Anggapan ini bisa jadi juga terkait
dengan arti bekerja yang berbeda antara Indonesia dengan negara-negara di Barat
yang tergolong sebagai negara maju. Konsep bekerja menurut masyarakat di
negara-negara Barat (negara maju) biasanya sudah terpengaruh dengan ideologi
kapitalisme yang menganggap seseorang bekerja jika memenuhi kriteria tertentu
misalnya; adanya penghasilan tetap dan jumlah jam kerja yang pasti. Sedangkan
kebanyakan perempuan di Indonesia yang disebutkan tadi, pekerjaan mereka belum
menghasilkan penghasilan tetap dan tidak terbatas waktu, bahkan dilakukan
sebatas kapasitas mereka.
Umumnya
masyarakat Indonesia yang memiliki budaya patriarkhi menganggap perempuan hanya
boleh berperan di sektor domestik (rumah) saja. Jika pun ada perempuan yang
juga berperan di sektor publik, perempuan tersebut akan menghadapi tantangan
yang lebih besar dibandingkan dengan laki-laki. Hal tersebut didukung dengan
adanya budaya dominasi yang tidak hanya dari laki-laki terhadap perempuan namun
juga dari senior terhadap junior atau yang lebih dikenal dengan patriarkhi.

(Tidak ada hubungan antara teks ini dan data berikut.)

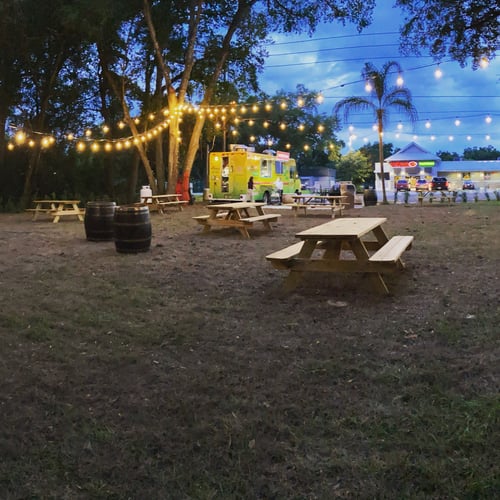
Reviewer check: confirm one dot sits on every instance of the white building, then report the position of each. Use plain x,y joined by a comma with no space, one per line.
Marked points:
414,162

Adanya budaya patriarkhi tersebut dan juga faktor biologis dari perempuan
(menstruasi, melahirkan, menyusui, dan mengandung) menambah tantangan yang
harus dihadapi oleh perempuan ketika akan masuk ke sektor publik.
Banyaknya
tantangan yang dihadapi perempuan dibandingkan dengan laki-laki ketika memasuki
ranah publik mengakibatkan perempuan harus berjuang lebih keras untuk bisa
eksis di sektor publik. Tuntutan akan kesamaan kedudukan dalam
mengaktualisasikan diri antara laki-laki dan perempuan sejak dulu membawa
laki-laki dan perempuan kepada persaingan yang sama dengan tingkat kesulitan
yang berbeda. Terlebih lagi dengan adanya budaya yang menguntungkan pihak
laki-laki di sektor publik dan domestik. Tidak hanya itu saja, institusi
pemerintahan, pendidikan, kesehatan, bahkan agama hampir secara keseluruhan
didominasi oleh laki-laki sehingga tidak jarang menghasilkan kebijakan yang
bias gender.
Kebijakan yang
tidak sensitif gender akan mengakibatkan kerugian terhadap salah satu gender
yang dalam hal ini adalah perempuan. Meskipun sudah ada peraturan untuk kuota
perempuan di parlemen minimal 30%, jumlah tersebut nyatanya masih banyak diperdebatkan
oleh berbagai pihak. Bahkan perdebatan tersebut tidak hanya berasal dari pihak
laki-laki saja, kaum perempuan menganggap bahwa sektor publik seperti politik
adalah ranah laki-laki yang sangat sulit bagi perempuan untuk ikut serta di
dalamnya. Sejak tahun 2004 ketika kebijakan kuota 30% untuk perempuan
diberlakukan, masih banyak parpol yang tidak memenuhi kuota tersebut dengan
berbagai alasan.
Berbagai gerakan
yang menuntut kesamaan hak perempuan dengan laki-laki membawa perempuan pada
masa dimana perempuan bisa menjadi pemimpin dan ikut serta di sektor publik
seperti halnya laki-laki seperti sekarang ini. Meskipun beberapa jenis
pekerjaan membutuhkan kualifikasi jenis kelamin, namun perempuan sudah
mendapatkan ruangnya di sektor publik baik di ranah pendidikan, politik, dunia
kerja, dan sebagainya. Permasalah baru yang datang ketika perempuan masuk
sektor publik yang berbudaya patriarkhi adalah perempuan mendukung budaya
patriarkhi tersebut dengan bentuk yang berbeda, yaitu senior terhadap junior atau
atasan dengan bawahan.
Meski bukan
fenomena baru, namun perempuan bekerja nampaknya masih terus menjadi perdebatan
sampai sekarang. Bagaimanapun, masyarakat masih memandang keluarga yang ideal
adalah suami bekerja di luar rumah dan isteri di rumah dengan mengerjakan
berbagai pekerjaan rumah. Masyarakat masih menganggap idealnya suami berperan
sebagai yang pencari nafkah, dan pemimpin yang penuh kasih; sedangkan isteri
menjalankan fungsi pengasuhan anak. Hanya saja, seiring dengan perkembangan
zaman, tentu saja peran-peran tersebut tidak semestinya dibakukan, terlebih
kondisi ekonomi yang membuat kita tidak bisa menutup mata bahwa kadang-kadang
isteripun dituntut untuk harus mampu juga berperan sebagai pencari nafkah.